Un nuovo libro per l’autore di Gomorra. A dieci anni dallo scritto che impose a Roberto Saviano di vivere sotto scorta esce La paranza dei bambini (Feltrinelli), un romanzo ambientato a Napoli con le storie di un gruppo di ragazzi sotto i sedici anni, che si affiliano alla camorra.
Hanno soprannomi improbabili, ma molto realistici: Maraja, Pesce Moscio, Briatò, Lollipop, Drone. Tranne Nicolas, quello più quotato a diventare boss della nuova generazione di criminali. Figlio di un professore e di una sarta, vede i genitori faticare per portare a casa un misero stipendio e non vuole seguire la loro strada; preferisce tutto e subito, anche a costo di rischiare la galera.
Una generazione di giovanissimi camorristi, che non vedono un futuro per se stessi; sognano auto, vestiti firmati, scarpe alla moda e con una partita di droga venduta si assicurano l’ingresso nei locali più costosi della città. Luoghi frequentati da politici, avvocati e che con un lavoro normale devi lavorare due mesi per pagarti l’ingresso. Fanno paura, rabbia, ma fanno anche pena. Sono lo specchio di una società, che aspira alla ricchezza e al successo e l’unico modo che conoscono per ottenerli è attraverso l’illegalità.
A differenza di Gomorra, Zero Zero e di altri libri precedenti, Saviano ha scelto il romanzo, con una scrittura che rende la lettura scorrevole e appassionante, pur restando ancorata alla realtà. Sono tutte storie vere e plausibili e che prendono spunto da un’inchiesta denominata la ‘Paranza dei bambini’.

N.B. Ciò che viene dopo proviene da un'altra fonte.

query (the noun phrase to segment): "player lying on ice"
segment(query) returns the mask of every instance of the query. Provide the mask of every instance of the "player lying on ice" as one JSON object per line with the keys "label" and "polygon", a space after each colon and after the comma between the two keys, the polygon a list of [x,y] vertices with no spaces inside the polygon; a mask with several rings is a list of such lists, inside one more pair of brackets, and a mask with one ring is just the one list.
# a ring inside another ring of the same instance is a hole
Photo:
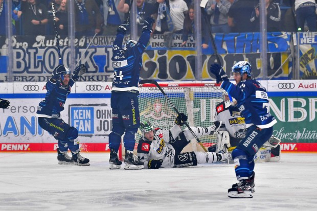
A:
{"label": "player lying on ice", "polygon": [[[229,153],[189,152],[181,153],[194,136],[188,128],[184,131],[180,126],[187,120],[187,116],[181,113],[175,120],[175,125],[169,130],[154,128],[151,123],[144,121],[140,124],[143,136],[138,146],[138,156],[144,162],[147,169],[179,168],[197,164],[211,163],[231,159]],[[191,127],[197,137],[210,135],[215,131],[209,127]]]}

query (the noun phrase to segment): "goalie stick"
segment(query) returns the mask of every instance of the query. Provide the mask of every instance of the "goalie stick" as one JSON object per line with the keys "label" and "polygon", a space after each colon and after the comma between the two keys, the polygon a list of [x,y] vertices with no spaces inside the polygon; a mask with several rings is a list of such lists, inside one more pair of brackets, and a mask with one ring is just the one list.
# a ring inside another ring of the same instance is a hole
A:
{"label": "goalie stick", "polygon": [[58,53],[58,63],[62,64],[62,57],[60,55],[60,49],[59,48],[59,39],[58,39],[58,32],[57,32],[57,28],[56,27],[56,16],[55,15],[55,7],[54,3],[52,3],[52,11],[53,11],[53,21],[54,22],[54,26],[55,28],[55,36],[56,37],[56,42],[57,44],[57,52]]}
{"label": "goalie stick", "polygon": [[[173,108],[174,109],[175,111],[176,111],[176,112],[177,113],[178,115],[180,115],[180,113],[179,113],[179,111],[178,111],[178,110],[177,110],[177,109],[175,107],[175,106],[174,105],[173,103],[172,103],[172,102],[171,101],[170,99],[168,98],[168,96],[167,96],[167,95],[164,92],[164,91],[162,88],[162,87],[161,86],[160,86],[160,85],[158,85],[157,82],[156,82],[155,81],[154,81],[153,80],[144,79],[144,80],[141,80],[141,81],[140,81],[139,83],[140,84],[145,84],[145,83],[150,83],[150,84],[154,84],[155,86],[156,86],[156,87],[157,88],[158,88],[158,89],[160,89],[160,90],[161,91],[162,93],[163,94],[163,95],[164,96],[164,97],[165,97],[165,98],[166,99],[167,101],[169,103],[170,105],[171,106],[172,106],[172,107],[173,107]],[[193,134],[193,135],[194,136],[195,138],[197,140],[197,141],[199,145],[200,145],[200,146],[203,149],[203,150],[205,152],[208,152],[207,149],[204,147],[204,146],[202,144],[202,143],[201,142],[200,142],[200,140],[199,139],[198,137],[197,137],[197,135],[196,135],[196,134],[195,134],[194,131],[193,131],[193,130],[192,130],[192,129],[190,128],[190,127],[188,125],[188,123],[187,123],[187,122],[186,121],[185,121],[184,122],[184,124],[186,126],[186,127],[187,127],[187,128],[188,128],[188,129],[190,131],[190,132]]]}

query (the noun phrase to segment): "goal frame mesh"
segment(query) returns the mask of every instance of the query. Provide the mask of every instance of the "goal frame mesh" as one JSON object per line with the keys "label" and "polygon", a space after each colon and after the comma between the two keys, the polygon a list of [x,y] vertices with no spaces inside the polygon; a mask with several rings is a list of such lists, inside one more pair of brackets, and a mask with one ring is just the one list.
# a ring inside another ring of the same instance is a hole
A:
{"label": "goal frame mesh", "polygon": [[[190,126],[207,127],[215,121],[216,105],[222,101],[223,89],[215,83],[158,82],[171,102],[180,113],[188,117]],[[169,129],[175,124],[177,113],[160,89],[153,84],[139,84],[138,96],[140,121],[149,120],[154,127]],[[183,126],[184,130],[186,126]],[[136,150],[142,133],[135,134]],[[216,143],[214,135],[199,138],[205,148]],[[183,152],[203,151],[196,139],[187,146]]]}

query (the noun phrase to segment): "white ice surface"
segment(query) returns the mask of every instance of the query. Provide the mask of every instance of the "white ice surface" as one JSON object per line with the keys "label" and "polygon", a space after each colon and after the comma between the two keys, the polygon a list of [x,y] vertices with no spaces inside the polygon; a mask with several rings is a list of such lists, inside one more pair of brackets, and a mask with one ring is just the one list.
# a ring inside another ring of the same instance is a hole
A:
{"label": "white ice surface", "polygon": [[317,210],[317,154],[256,163],[252,199],[227,196],[233,164],[110,170],[109,153],[82,155],[90,166],[59,165],[53,153],[0,153],[0,210]]}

“Questi paranzini combattono con le armi da guerra ma hanno tanto, tutto in comune con i ragazzi di Rio o della Colombia, di Molenbeek a Bruxelles o di Madrid – spiega Saviano”. Ma vivono a Napoli e si muovono da Forcella, periferia situata nel cuore del centro della città, alla cintura più umile di San Giovanni a Teduccio; una Napoli che ogni tanto ricorda quella descritta nelle pagine di Elena Ferrante.
Ospite a Radio Popolare, all’indomani del suo ritorno pubblico a Napoli nel Nuovo Teatro del rione Sanità, con i giovani attori che hanno interpratato pagine del libro, coda e folla per ascoltarlo, in contrapposizione allo striscione che lo accusa: “Saviano, Napoli non ha bisogno di fango” e a cui lo scrittore risponde che gli autori di queste accuse, confondono chi illumina il fango con chi lo crea.